I'm stronger than I thought.
After receiving 2 (almost consecutive) slaps on my face, it's quite astonishing that I'm still standing. Wobbly maybe, but moving along. Despite the nausea and sickening numbness in my head, I have to give more credit to my own courage.
My brain hasn't been able to stop thinking, reasoning, pondering these "happenings" over and over. As much as I tried to appease my emotions initially, it seemed that the more more I chew over them, the angrier I got. I won't blame anyone for what had happened, it was the result of several factual elements that lead to it. No, in the end, I grew angrier towards myself, for noticing the signals, brushing them away in hopes that it will dissipate eventually, and letting them simmer, until a point where nothing can be done to amend. Again, I was too gullible.
And these slaps served well as brutal, yet alarming, wake up calls.
For the last several months, I have dreamed of and lived in a false illusion. A mirage too beautiful and enchanting to pull myself away from. I didn't want to wake up either, for I was too addicted by its poison that restrained me from observing the reality around me. I was drowned in the whirlpool of fake
happiness; not only had I lost my senses, but I've lost myself in it as well.
Now I'm back to the beginning, to where I originally left off. I even learned to appreciate those (hopefully temporary) pains. Was it necessary to be til this extent? Well... maybe not, but it was definitely effective, and I've always preferred stronger/faster doses.

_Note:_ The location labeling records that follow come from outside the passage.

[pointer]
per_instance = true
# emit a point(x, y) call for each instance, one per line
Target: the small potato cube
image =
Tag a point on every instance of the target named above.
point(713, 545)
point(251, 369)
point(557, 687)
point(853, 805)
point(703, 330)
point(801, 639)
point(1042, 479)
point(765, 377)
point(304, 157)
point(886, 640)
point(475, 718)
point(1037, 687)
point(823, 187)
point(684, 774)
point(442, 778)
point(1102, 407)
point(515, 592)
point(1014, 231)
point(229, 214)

I don't regret any of this, it wasn't an erroneous choice. I will not lament over
woulda coulda shouldas. It was all part of the game, a big gamble with too much of myself at stake. But I set my own instructions and I followed them faithfully, so it's only fair that I face the consequences according to rules.
Doesn't matter that it didn't turn out the way I dreamed of. I'm sure I wouldn't want it to be any other way. I'm calm enough now to hold myself rational, logical, pragmatic, tempered. Reality is reminding my head to focus on being who I am, to listen to the callings that would make me happy, to seek for what I've wanted, and to selfishly spoil myself rotten again.
So I'm going to keep myself busy with all the new down-to-earth assignments. However, I still won't stop my heart from dreaming and being romantic. I will continue to love over to be loved. Because that's how I am, that's what I believe, that's how I choose to live and dream my life.